In response with these issues, Pakistan has left nothing to chance and has deployed Pakistani military personnel to defend Chinese investments in the country. However, Pakistan is not alone with the area’s security concerns and China also faces a handful of domestic stability concerns in order to maintain the safety of goods and energy movements from Western China to Eastern China, where economic activity is more developed.

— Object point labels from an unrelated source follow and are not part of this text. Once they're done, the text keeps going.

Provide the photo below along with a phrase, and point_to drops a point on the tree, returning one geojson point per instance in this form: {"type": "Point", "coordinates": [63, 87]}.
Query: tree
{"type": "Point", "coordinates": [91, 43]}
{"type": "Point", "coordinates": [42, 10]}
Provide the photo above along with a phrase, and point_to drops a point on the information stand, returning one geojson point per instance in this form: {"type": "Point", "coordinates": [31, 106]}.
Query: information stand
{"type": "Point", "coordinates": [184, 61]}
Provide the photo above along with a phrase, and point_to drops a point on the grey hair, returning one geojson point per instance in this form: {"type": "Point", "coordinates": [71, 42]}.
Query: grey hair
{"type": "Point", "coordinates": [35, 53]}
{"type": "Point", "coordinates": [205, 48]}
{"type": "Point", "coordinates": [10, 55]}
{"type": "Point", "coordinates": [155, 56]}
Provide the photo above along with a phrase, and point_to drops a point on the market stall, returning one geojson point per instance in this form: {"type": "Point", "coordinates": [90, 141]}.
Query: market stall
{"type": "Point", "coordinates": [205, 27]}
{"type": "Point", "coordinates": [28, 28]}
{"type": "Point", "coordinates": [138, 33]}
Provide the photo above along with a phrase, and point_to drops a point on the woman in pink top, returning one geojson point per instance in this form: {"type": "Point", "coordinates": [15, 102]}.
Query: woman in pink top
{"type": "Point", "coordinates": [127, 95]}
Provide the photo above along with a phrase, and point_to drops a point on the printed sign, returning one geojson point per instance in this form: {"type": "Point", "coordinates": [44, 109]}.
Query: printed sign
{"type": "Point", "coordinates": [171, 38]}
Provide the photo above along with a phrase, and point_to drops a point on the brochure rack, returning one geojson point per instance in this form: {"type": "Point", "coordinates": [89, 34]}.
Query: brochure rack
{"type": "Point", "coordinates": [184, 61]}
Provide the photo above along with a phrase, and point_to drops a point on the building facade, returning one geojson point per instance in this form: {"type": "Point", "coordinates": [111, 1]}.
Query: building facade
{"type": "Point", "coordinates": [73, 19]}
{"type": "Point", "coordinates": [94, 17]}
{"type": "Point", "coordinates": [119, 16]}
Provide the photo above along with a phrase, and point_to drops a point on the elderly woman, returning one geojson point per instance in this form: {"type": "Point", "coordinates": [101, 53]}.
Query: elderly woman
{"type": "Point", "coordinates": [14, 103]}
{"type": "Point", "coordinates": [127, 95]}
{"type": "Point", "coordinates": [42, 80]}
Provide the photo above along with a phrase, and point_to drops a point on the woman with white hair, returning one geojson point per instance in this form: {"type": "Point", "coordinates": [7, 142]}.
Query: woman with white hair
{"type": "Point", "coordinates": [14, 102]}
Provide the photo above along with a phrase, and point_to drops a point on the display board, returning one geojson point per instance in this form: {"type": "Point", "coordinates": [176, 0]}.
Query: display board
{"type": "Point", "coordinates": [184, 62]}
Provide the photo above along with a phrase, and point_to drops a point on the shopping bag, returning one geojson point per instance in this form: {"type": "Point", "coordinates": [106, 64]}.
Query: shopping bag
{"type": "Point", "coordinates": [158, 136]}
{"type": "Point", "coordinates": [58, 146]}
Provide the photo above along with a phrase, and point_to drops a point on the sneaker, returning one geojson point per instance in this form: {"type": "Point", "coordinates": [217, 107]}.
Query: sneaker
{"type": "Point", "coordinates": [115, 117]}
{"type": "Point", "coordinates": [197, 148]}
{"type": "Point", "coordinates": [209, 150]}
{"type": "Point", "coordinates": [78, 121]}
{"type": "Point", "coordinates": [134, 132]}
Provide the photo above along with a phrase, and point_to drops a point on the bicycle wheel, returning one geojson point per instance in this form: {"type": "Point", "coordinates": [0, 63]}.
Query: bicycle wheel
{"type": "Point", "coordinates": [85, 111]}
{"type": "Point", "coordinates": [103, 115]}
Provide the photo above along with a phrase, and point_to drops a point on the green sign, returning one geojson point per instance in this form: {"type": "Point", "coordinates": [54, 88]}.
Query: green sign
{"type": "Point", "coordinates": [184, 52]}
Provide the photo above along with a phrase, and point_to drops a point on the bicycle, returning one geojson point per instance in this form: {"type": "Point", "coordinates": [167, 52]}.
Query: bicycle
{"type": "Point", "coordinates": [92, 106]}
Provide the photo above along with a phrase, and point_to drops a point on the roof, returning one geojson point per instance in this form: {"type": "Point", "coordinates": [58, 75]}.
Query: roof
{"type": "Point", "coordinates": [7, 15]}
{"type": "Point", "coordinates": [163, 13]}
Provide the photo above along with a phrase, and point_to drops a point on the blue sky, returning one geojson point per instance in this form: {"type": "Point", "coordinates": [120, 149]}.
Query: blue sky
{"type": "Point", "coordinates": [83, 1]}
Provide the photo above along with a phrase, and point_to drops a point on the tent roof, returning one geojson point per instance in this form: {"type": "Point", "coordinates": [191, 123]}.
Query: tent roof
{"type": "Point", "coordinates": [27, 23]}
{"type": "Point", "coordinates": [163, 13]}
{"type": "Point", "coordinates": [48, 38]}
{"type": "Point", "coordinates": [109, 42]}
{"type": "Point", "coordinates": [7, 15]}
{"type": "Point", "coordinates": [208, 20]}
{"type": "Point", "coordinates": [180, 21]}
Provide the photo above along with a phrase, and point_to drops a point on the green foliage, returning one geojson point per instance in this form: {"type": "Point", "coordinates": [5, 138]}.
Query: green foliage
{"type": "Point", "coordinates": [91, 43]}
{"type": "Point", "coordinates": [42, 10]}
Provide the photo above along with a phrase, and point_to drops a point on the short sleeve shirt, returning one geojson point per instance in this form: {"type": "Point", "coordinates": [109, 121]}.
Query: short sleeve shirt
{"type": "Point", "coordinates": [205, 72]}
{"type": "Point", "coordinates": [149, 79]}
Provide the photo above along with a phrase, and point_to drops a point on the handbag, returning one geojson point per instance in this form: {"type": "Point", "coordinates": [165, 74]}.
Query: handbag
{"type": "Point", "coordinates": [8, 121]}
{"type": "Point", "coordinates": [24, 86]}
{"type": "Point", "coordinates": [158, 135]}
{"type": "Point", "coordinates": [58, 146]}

China has supported strong Han Chinese migration into the Western Chinese region of Xinjiang. The region poses as a collection of difficulties for China, as conflicts exist with the native Uyghur people. While ethnic relations between Han and Uyghurs are relatively calm on the personal level, there have been strong conflicts between the Uyghurs and the Chinese government. While religious divisions (the Turkic Uyghurs are overwhelmingly Muslim) have spurred conflict and while Islamic extremism still plays a role in the tensions of the region, much of the troubles derive from what is seen as cultural repression of Uyghur culture and language.
With greater economic activity in the region, specifically Kashgar (called Kashi in Mandarin Chinese), much of the business relationships will be conducted in Mandarin Chinese, English, or possibly Urdu (the language of Pakistan of Hindustani origin), all very different from the Turkish origin Uyghur language. With growing economic activity taking place in Western China, local Uyghurs will be pressed to maintain their language or to assimilate linguistically with Mandarin Chinese.